Published in: 2016
At the University of Zurich, where Einstein studied from 1896 to 1900, he was rebellious against his teachers, who he believed had outdated ideas. Like many others who grew up reasonably secular, he questioned all “truths”. This attitude made an academic position after graduation impossible. Instead, he finally got a low-paid job at the Patent Office in Bern with a focus on electrical engineering where Einstein worked six days a week.
BAD EMPLOYEE & ”FAILED” PHYSICIST. Einstein developed principles for assessing the inventions submitted to the Patent Office. But he devoted every unattended moment to his own research (which he could not publish because he was not affiliated with any university). The world of research progressed rapidly during this period: Marconi had sent radio waves across the English Channel; Max Plank had observed quantum leaps and Marie Curie had made great strides in radioactivity. Newton was in his 20s when he had his breakthrough. When Einstein was 25, he had not come to anything special, which made him depressed.
THE BREAKTHROUGH YEAR 1905. When Einstein was 26 years old, he had a breakthrough and started writing a draft in parallel with his job. He received a PhD from the University of Zurich for his dissertation “A New Determination of Molecular Dimensions”. In 1905, Einstein published his papers on, among other things, the photoelectric effect, Brownian motion, special relativity, and mass energy equivalence. A few people had worked with the idea of “rest energy” but could not calculate the numbers. Many had suggested E = Nmc ^ 2, where N was a number like 4/3, 1, 3/8 or similar, but no one had proved which one was correct. Einstein was able to do this in 1905.
FIRST WORLD WAR. Einstein had used the method he developed at the Patent Office to test his theories. But the method was unconventional, and few researchers understood it. He realized he needed to do more experiments. But the First World War broke out and the test equipment was confiscated on the Crimean peninsula where a study of solar eclipses was carried out (the German who assisted ended up in prison but was later released).
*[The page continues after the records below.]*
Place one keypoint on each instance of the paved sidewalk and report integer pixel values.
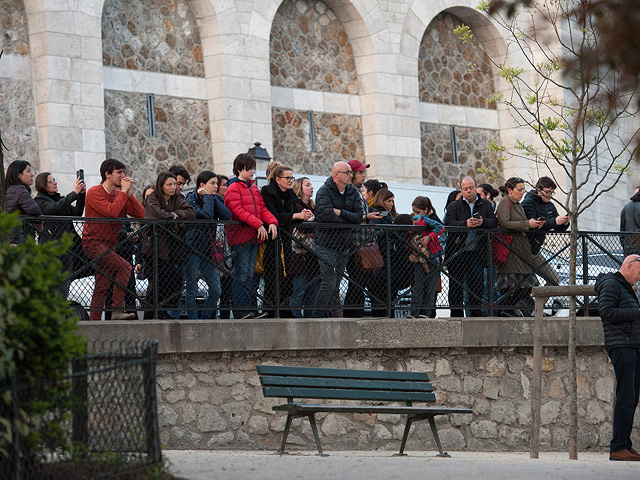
(358, 465)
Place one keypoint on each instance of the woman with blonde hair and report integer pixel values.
(282, 202)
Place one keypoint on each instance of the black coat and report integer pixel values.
(458, 212)
(535, 207)
(350, 206)
(59, 205)
(619, 311)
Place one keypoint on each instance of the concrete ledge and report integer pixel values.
(192, 336)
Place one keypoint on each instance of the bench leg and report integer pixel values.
(314, 428)
(432, 422)
(287, 426)
(407, 427)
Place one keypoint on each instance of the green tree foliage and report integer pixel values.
(38, 335)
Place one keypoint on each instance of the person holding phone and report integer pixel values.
(383, 204)
(538, 204)
(466, 249)
(515, 276)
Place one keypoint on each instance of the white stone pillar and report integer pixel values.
(66, 51)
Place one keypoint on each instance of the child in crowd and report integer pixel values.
(426, 253)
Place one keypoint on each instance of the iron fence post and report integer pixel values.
(490, 284)
(149, 356)
(80, 401)
(155, 279)
(388, 276)
(279, 269)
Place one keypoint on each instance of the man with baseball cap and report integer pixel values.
(361, 280)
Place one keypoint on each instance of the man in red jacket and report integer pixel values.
(111, 199)
(246, 204)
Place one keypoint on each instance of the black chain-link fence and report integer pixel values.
(99, 422)
(195, 269)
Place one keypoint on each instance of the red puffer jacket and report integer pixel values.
(246, 205)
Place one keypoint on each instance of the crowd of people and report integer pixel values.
(317, 243)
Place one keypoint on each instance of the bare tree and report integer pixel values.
(570, 109)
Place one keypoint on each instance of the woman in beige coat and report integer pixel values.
(515, 276)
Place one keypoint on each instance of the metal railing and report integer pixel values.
(99, 422)
(290, 270)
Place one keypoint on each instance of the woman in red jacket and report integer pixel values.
(245, 202)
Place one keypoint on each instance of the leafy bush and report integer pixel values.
(38, 336)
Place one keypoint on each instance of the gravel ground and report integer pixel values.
(358, 465)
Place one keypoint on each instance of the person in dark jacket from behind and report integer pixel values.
(205, 249)
(282, 202)
(337, 202)
(18, 181)
(620, 314)
(51, 202)
(630, 222)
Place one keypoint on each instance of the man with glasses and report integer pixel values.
(182, 177)
(465, 251)
(337, 202)
(537, 204)
(620, 315)
(630, 222)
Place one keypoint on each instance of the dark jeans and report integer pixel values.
(467, 272)
(626, 365)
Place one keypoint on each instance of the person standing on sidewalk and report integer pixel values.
(620, 314)
(113, 198)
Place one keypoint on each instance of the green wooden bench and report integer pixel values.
(353, 385)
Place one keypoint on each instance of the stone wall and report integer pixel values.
(155, 36)
(437, 154)
(14, 36)
(451, 71)
(337, 138)
(18, 121)
(309, 48)
(182, 134)
(213, 401)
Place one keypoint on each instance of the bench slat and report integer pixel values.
(342, 373)
(338, 394)
(389, 409)
(344, 383)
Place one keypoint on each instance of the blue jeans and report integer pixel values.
(244, 261)
(423, 293)
(332, 264)
(302, 297)
(626, 365)
(198, 267)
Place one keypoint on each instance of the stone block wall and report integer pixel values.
(155, 36)
(310, 49)
(214, 401)
(451, 71)
(337, 138)
(182, 135)
(437, 154)
(18, 121)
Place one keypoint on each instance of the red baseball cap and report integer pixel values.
(357, 166)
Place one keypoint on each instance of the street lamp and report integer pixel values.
(261, 155)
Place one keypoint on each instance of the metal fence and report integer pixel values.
(194, 269)
(99, 422)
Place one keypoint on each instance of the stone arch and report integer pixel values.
(17, 105)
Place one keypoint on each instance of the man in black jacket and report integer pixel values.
(466, 251)
(537, 204)
(630, 222)
(337, 202)
(620, 314)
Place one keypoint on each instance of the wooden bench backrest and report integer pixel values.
(342, 384)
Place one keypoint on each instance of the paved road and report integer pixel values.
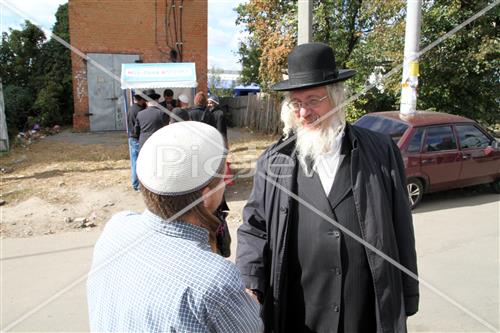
(457, 242)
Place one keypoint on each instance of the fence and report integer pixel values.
(4, 136)
(259, 112)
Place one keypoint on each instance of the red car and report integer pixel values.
(440, 151)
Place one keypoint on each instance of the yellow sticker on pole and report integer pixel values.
(414, 68)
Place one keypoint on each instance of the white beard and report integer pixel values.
(313, 142)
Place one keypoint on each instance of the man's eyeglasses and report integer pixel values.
(310, 103)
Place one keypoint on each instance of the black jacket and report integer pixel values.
(149, 121)
(383, 211)
(199, 113)
(132, 119)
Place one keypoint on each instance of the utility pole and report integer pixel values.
(410, 65)
(305, 21)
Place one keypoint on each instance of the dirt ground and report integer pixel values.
(77, 181)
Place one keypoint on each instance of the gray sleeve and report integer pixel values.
(251, 253)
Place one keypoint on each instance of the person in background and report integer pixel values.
(219, 119)
(159, 271)
(199, 112)
(222, 211)
(183, 101)
(150, 119)
(133, 138)
(179, 114)
(168, 100)
(323, 197)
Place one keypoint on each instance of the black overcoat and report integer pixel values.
(383, 211)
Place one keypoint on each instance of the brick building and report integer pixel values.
(112, 32)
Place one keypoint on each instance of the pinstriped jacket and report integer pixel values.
(383, 211)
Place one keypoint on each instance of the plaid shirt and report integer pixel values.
(151, 275)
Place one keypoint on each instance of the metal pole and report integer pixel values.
(410, 65)
(305, 21)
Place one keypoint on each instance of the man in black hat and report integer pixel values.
(168, 100)
(328, 206)
(150, 119)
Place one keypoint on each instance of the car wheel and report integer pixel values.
(496, 186)
(415, 191)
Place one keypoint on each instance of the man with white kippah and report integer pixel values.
(159, 271)
(183, 101)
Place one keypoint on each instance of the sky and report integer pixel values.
(223, 35)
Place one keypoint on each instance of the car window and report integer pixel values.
(393, 128)
(415, 141)
(440, 138)
(471, 137)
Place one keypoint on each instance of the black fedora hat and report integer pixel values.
(311, 65)
(151, 93)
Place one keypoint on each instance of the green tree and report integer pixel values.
(54, 101)
(461, 75)
(37, 75)
(20, 55)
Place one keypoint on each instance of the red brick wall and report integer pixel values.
(128, 26)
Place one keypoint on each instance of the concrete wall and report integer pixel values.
(134, 27)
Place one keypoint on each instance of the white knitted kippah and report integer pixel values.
(181, 158)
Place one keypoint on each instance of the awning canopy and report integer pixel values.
(159, 75)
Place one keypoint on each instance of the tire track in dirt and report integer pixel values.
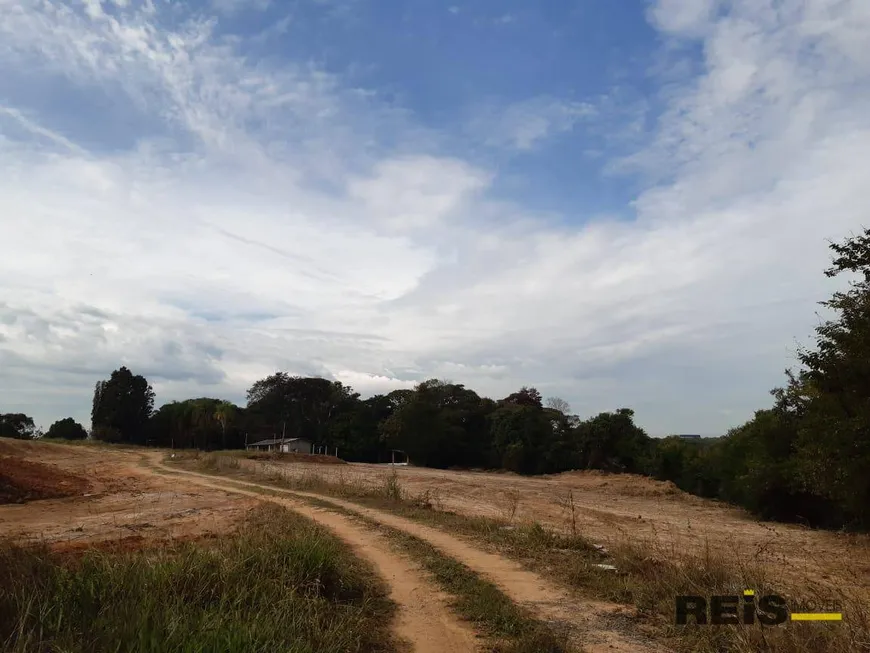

Based on the calculations Einstein made in 1911, about his new theory of general relativity, light from another star should be deflected by the sun’s gravity. It was not until 1919 that the sermon of Sir Arthur Eddington was confirmed in connection with the solar eclipse on May 29, 1919. These observations were published in the international media and made Einstein famous.
THE TIMING INCREASED FAME. When it emerged that scientists from several countries during World War I collaborated to gather evidence for Einstein’s theory, it gave people hope. In addition, Einstein’s theory, which changes notions of time and space, could give hope to the many people who lost their relatives in the war. At the height of his fame, the world thought he was a happy man, but he had slipped away from his wife and children and begun to doubt his equation, which all declared genius / god.
THE BIGGEST MISTAKE. Einstein added a cosmological constant, Lambda Λ, to the equation of general relativity that describes the universe in the state when it is static (i.e., does not expand). The general theory of relativity is a beautiful, elegant, and powerful theory that changed our perception of the universe. He made the modification because his simple theory of relativity did not fit the studies of the time. He realized that his equation could not apply if it is the case that the universe changes and is not static. G = t became G = lambda = t. This was a mistake, and he then went back to his original calculation. He would thereafter follow his own thought. He did not intend to be misled again. The Lambda situation taught him to stick to his beliefs.
ADVANTAGE AS YOUNG, MISADVANTAGE AS OLD. Einstein’s strength as a young man was that he dared to trust his intuition even though it went against prevailing science. He had to do thorough tests and experiments and get help from people who knew, for example, mathematics better than himself. When he was older, he confidently trusted his intuition and refused to accept the quantum physics of the younger generation.
GOD DOESN’T PLAY DICE. Einstein came up with several experiments to disprove quantum physics but never succeeded. But instead of accepting these facts, Einstein insisted on seeing them in a deterministic sense, arguing that there must be hidden variables. Einstein maintained his mistaken attitude to unification until his death, despite overwhelming evidence. He was sure that “God does not roll the dice” but must follow a clear causality. His method was no longer just his intuition. One by one, the Research Allies had to leave his side. He did not want to adopt quantum mechanics as the next generation. He was then left alone and was seen as a forerunner.